Eu já vi pessoas a comerem coisas verdadeiramente desagradáveis à vista e, suponho, ao paladar, na sala onde costumo almoçar, mas hoje vi alguém cometer um verdadeiro atentado contra os morangos. Fruta que, para além de deliciosa, é tão “elegante”. A receita é simples, preparou-a à minha frente, e da minha perplexidade. Salada de espinafres e morangos temperada com azeite e vinagre. Se alguém, que ler este post, achar que até deve ser bom e resolver comentar isso mesmo, arrisca-se a ver o seu comentário eliminado. Este foi o atentado culinário mais desagradável que já vi. Eu sei que existem muitas combinações desastrosas, mas, por favor, não com morangos. Não sou uma fã incondicional de morangos, mas gosto e acho-os mesmo giros, pelo que misturá-los com espinafres e temperá-los com azeite e vinagre, dos quais não sou nada fã, hum, parece-me muito mau.

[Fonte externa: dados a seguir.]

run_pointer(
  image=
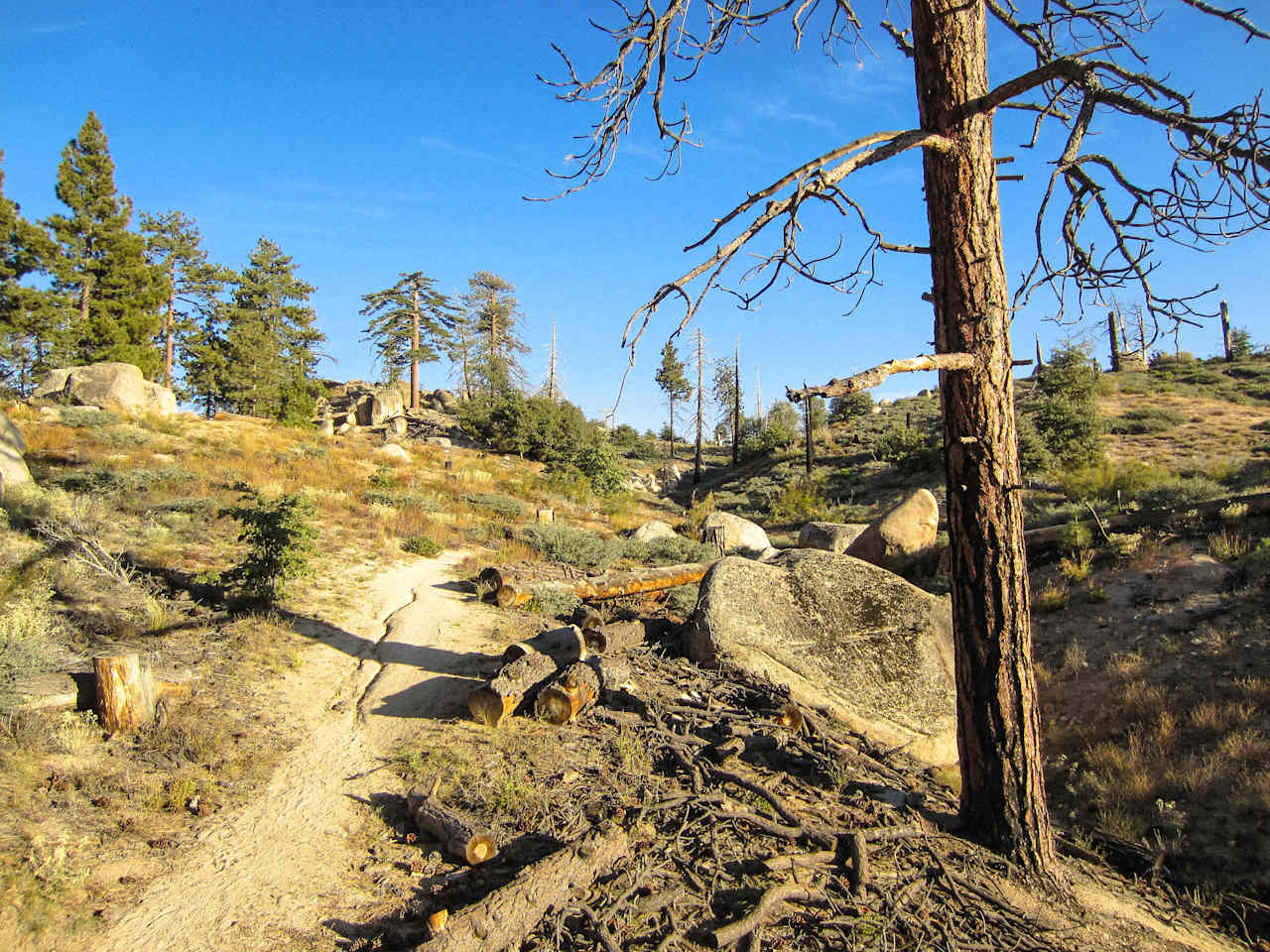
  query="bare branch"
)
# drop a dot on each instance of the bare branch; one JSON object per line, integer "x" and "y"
{"x": 1238, "y": 17}
{"x": 866, "y": 380}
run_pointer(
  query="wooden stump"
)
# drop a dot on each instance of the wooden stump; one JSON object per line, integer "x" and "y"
{"x": 572, "y": 690}
{"x": 125, "y": 692}
{"x": 562, "y": 645}
{"x": 516, "y": 683}
{"x": 512, "y": 911}
{"x": 457, "y": 833}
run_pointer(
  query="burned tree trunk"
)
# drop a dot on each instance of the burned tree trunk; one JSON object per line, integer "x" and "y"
{"x": 1002, "y": 784}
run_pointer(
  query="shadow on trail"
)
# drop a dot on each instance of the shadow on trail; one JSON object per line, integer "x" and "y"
{"x": 404, "y": 927}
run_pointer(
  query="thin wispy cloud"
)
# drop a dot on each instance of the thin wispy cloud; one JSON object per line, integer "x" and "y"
{"x": 45, "y": 30}
{"x": 463, "y": 153}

terça-feira, julho 04, 2006

Vícios

Eu sou do tipo de pessoa que só bebe café socialmente, para acompanhar alguém numa ida até ao café, para não ficar a olhar, enquanto os outros se deliciam com o seu vício diário. Mas até gosto do cheiro do café e não desgosto do sabor. MAS odeio cheiro a café mau, e aqui nos USA o que não falta é café mau, muito mau. Hoje de manhã tive, mais uma vez, de conviver com o aroma a café esturricado ou simplesmente de má qualidade. Há pessoas que não percebem como é que podem existir pessoas como eu, que não apreciam café, por outro lado, eu não percebo como é que esta gente aqui se vicia em café tão mau! Ao menos os nossos cafés sempre são pequeninos, quando é mau, não é tão mau, aqui bebem-no aos decilitros!

Quatro


Hoje foi feriado aqui, Quatro de Julho, Dia da Independência, mas como este dia não significa nada para mim e eu tenho montes de coisas para fazer no laboratório, vim trabalhar. Quando cheguei à paragem de autocarro estavam quatro indivíduos, e embora ali apenas passe o autocarro número quatro, eles não entraram no mesmo autocarro que eu. Quando entrei no autocarro pareceu-me que ficaram entretidos a comer nas imediações da paragem, talvez não tivessem reparado no autocarro. Se calhar devia tê-los avisado.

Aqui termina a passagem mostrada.